И вот настал час, когда в жестоком луче, окончательно ослепившем, однажды сошлось и сокрушилось все – неприятие жизни, предательство родителей, немилосердное детство, многолетний страх и противостояние миру, и осталось лишь одно животное ощущение острого и жалящего, как былая боль, лезвия только что приобретенного в возмещение прежнего ножа, скрытого в потайном кармане куртки, – и она не вошла, а ворвалась в бокс, и сдернув икону Богородицы со стены рядом с Нессиной кроватью, начала неистово топтать святой Лик, и Магда, оказавшаяся рядом, не раздумывая, бросилась к ней, пытаясь остановить, оттолкнуть, но первый удар пришелся в живот, а второй – в шею; и Несса, недосидевшая до конца рабочий день, в тревожном предчувствии уже бежала по коридору ночлежки и с порога с криком на коленях поползла на помощь подруге, но не успела, не доползла: что-то яркое юркнуло перед лицом, и в одно мгновение кровь залила глаза, и обильная, бордовая темь сглотнула сознание.
Глава 34 Смысл жизни
– Вы слышали о покушении на двух в женской ночлежке?
– Нет. А что произошло?
– Поножовщина. Одну насмерть сразу же на месте, другая – пока жива, но в критическом состоянии...
– Какой ужас! А в газетах ничего об этом не было...
– А зачем о бездомных в газетах? Кому это интересно? Вот если бы в Голливуде убийство. Такое вмиг продается. А здесь – простые смертные, серые люди. Никакой интриги...
Из разговора пассажиров сабвея.
И все же одна русская газета напечатала заметку о случившемся в приюте для бездомных. Напечатала, прежде всего, потому, что в историю была замешана женщина, предположительно, русского происхождения.

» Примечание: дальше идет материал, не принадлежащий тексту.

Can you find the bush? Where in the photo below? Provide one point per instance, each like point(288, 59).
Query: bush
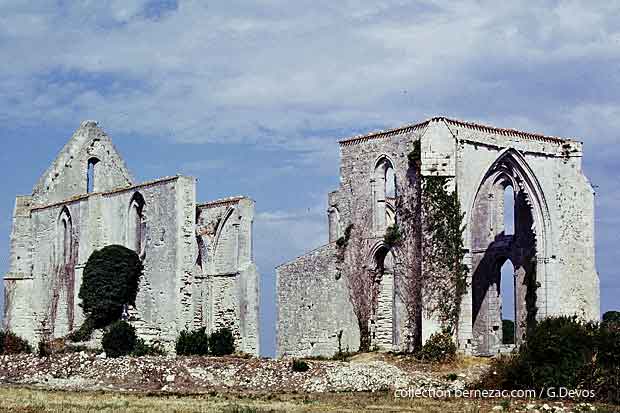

Монахиня матушка Агафия услышала о трагическом происшествии от прихожан. Она тут же по телефону связалась с редактором газеты, узнала адрес больницы, где находилась оставшаяся в живых пострадавшая, и через несколько часов уже была в дороге. Старенькая «Хонда» неслась по хайвэю без натуги и особых усилий до тех пор, пока не начал моросить мокрый снег с северным ветром в обнимку – одна из последних схваток зимы, выносившей уже почти до срока зародыш весны. Матушка снизила скорость. Не в первый раз она ехала в Нью-Йорк по зову сердца и по роду своего служения. Но это был особый случай, хотя, наверное, каждый случай – особый. И все же рассказ о нападении в ночлежке на верующих женщин, и сам конфликт, возникший, по словам журналистки, именно из-за иконы Богородицы, задел за живое. Причастность к тому, что уже произошло и что еще произойдет со всеми, кто вольно или невольно оказался вовлеченным в немыслимое побоище, вела ее. Она думала о погибшей. Ничего не зная о ней, любила ее и молилась об отошедшей душе. Человеческий подвиг ради веры – всегда загадка. Но загадка только для того, кто опирается на видимый и осязаемый мир. Для тех же, кто прикоснулся к высшему, порыв во имя его – естествен, как дыхание. И снова, в который раз, матушка Агафия спрашивала себя, способна ли сама на такой рывок, когда нет времени для размышлений и следуешь одному лишь единственному импульсу – импульсу веры. Не подведет ли этот импульс, выстраданный годами молитв? Не сработает ли исподтишка инстинкт самосохранения?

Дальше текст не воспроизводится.